“La moderna governance prevede che il ruolo dell’azionista sia distinto da quello di consigliere
ed a sua volta da quello del management. Nonostante la proprietà della nostra società sia al
100% della famiglia, ho voluto a livello delle società operative una totale managerializzazione” questo è quello che afferma Marco Drago, presidente del gruppo De Agostini Spa, una delle aziende più importanti del nostro paese, in una recente intervista apparsa sul Corriere della Sera.
E questo è anche uno dei principali problemi delle aziende italiane, almeno di medie e grandi dimensioni, dove l’imprenditore di turno, che spesso è anche il fondatore, non riesce, e soprattutto non vuole, separare il proprio ruolo, fondamentale per la missione e la visione strategica, da quello del manager, altrettanto fondamentale per lo sviluppo e la gestione
corrente e futura dell’azienda.
Entrambe le figure sono assolutamente necessarie ed imprescindibili.

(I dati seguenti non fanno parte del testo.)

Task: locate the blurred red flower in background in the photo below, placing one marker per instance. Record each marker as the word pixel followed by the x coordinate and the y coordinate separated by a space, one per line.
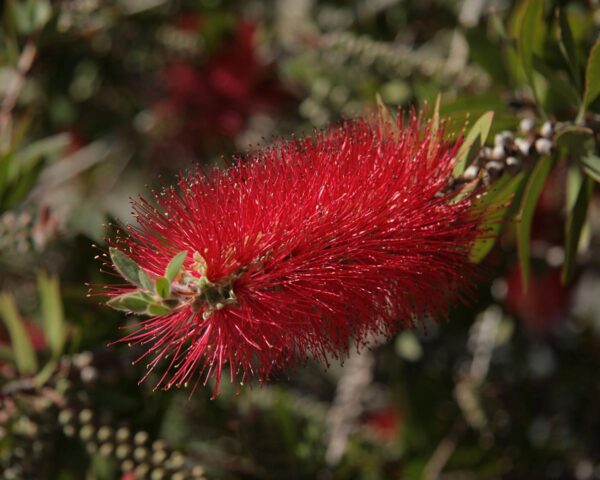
pixel 207 104
pixel 384 423
pixel 307 245
pixel 542 304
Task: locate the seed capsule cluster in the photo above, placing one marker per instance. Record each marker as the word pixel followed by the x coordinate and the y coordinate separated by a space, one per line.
pixel 31 424
pixel 134 452
pixel 510 153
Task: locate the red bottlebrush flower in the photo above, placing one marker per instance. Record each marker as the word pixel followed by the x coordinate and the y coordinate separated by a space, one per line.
pixel 296 251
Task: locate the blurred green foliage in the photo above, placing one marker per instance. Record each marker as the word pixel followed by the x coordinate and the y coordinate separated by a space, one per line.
pixel 98 98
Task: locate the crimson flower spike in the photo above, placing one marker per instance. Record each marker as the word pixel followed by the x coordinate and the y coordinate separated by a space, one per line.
pixel 296 251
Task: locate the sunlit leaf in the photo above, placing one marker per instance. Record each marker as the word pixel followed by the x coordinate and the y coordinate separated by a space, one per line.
pixel 23 352
pixel 128 269
pixel 175 265
pixel 156 309
pixel 494 210
pixel 145 281
pixel 531 30
pixel 163 287
pixel 591 166
pixel 480 130
pixel 567 46
pixel 592 76
pixel 535 184
pixel 576 217
pixel 52 312
pixel 130 302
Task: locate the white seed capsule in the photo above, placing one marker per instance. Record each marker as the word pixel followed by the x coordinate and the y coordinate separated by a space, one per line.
pixel 471 172
pixel 503 138
pixel 526 125
pixel 494 167
pixel 547 130
pixel 498 153
pixel 543 146
pixel 122 434
pixel 513 165
pixel 523 146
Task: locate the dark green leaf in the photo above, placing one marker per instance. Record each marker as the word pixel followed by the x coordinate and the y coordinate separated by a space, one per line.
pixel 575 221
pixel 128 269
pixel 532 192
pixel 494 208
pixel 592 76
pixel 175 265
pixel 163 287
pixel 52 312
pixel 560 85
pixel 575 138
pixel 24 355
pixel 130 302
pixel 470 146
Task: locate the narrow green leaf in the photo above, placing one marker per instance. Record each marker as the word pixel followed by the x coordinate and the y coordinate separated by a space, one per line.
pixel 494 208
pixel 163 287
pixel 532 192
pixel 576 217
pixel 175 265
pixel 135 302
pixel 530 37
pixel 52 312
pixel 470 146
pixel 592 76
pixel 156 309
pixel 567 46
pixel 590 164
pixel 23 353
pixel 128 269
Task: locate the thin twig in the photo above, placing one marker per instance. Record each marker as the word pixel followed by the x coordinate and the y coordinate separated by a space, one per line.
pixel 15 85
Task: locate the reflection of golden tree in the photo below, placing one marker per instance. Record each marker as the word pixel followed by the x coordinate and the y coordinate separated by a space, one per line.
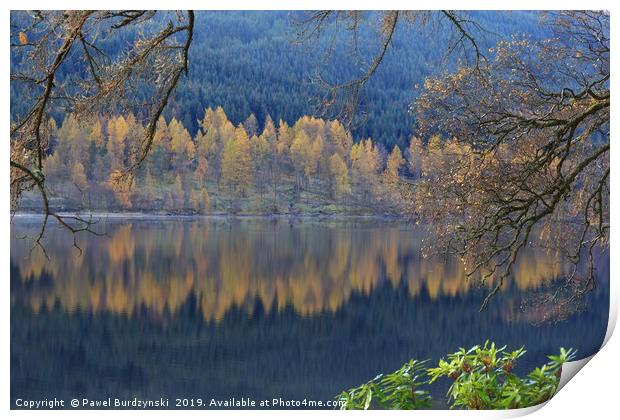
pixel 311 267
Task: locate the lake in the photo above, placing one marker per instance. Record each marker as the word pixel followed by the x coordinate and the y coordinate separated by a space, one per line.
pixel 262 308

L’imprenditore è colui che conosce profondamente ed intimamente tutte le sfaccettature della propria impresa, dall’inizio sino ai giorni nostri, ne ha vissuto la genesi e la crescita, spesso ha affrontato le difficoltà e lo scetticismo iniziale, è legato alle persone che lo hanno accompagnato nelle varie fasi ed alle quali, a volte, deve affetto e riconoscenza. Ma tutti questi aspetti, basilari per talune fasi del processo di crescita, a medio-lungo termine si rivelano limitanti, poiché non favoriscono il cambiamento e l’evoluzione necessari per competere con nuove modalità, attuali
e moderne.
Il manager invece è colui che, proprio perché non è condizionato da fattori pregressi di tipo emotivo o relazionale, vede le cose con maggiore oggettività, affronta le situazioni in maniera assertiva, è inoltre dotato del know how, in ambito organizzativo e nella gestione delle risorse umane, che gli permette di essere fortemente orientato all’implementazione delle migliori decisioni, in ragione del momento attuale e delle prospettive future, non essendo condizionato dal passato.
Questo processo di “managerializzazione” rimane molto spesso incompiuto o inapplicato, poiché l’imprenditore, per una serie di cause che principalmente afferiscono ad un certo egocentrismo, il timore della “perdita del potere” o anche l’eccesso di “affetto” per ciò che considera la propria creatura, non permette di introdurre modalità e deleghe necessarie al manager per il progresso e la modernizzazione dell’azienda che porterebbero una reale solidità, maggiori risultati e migliori prospettive future.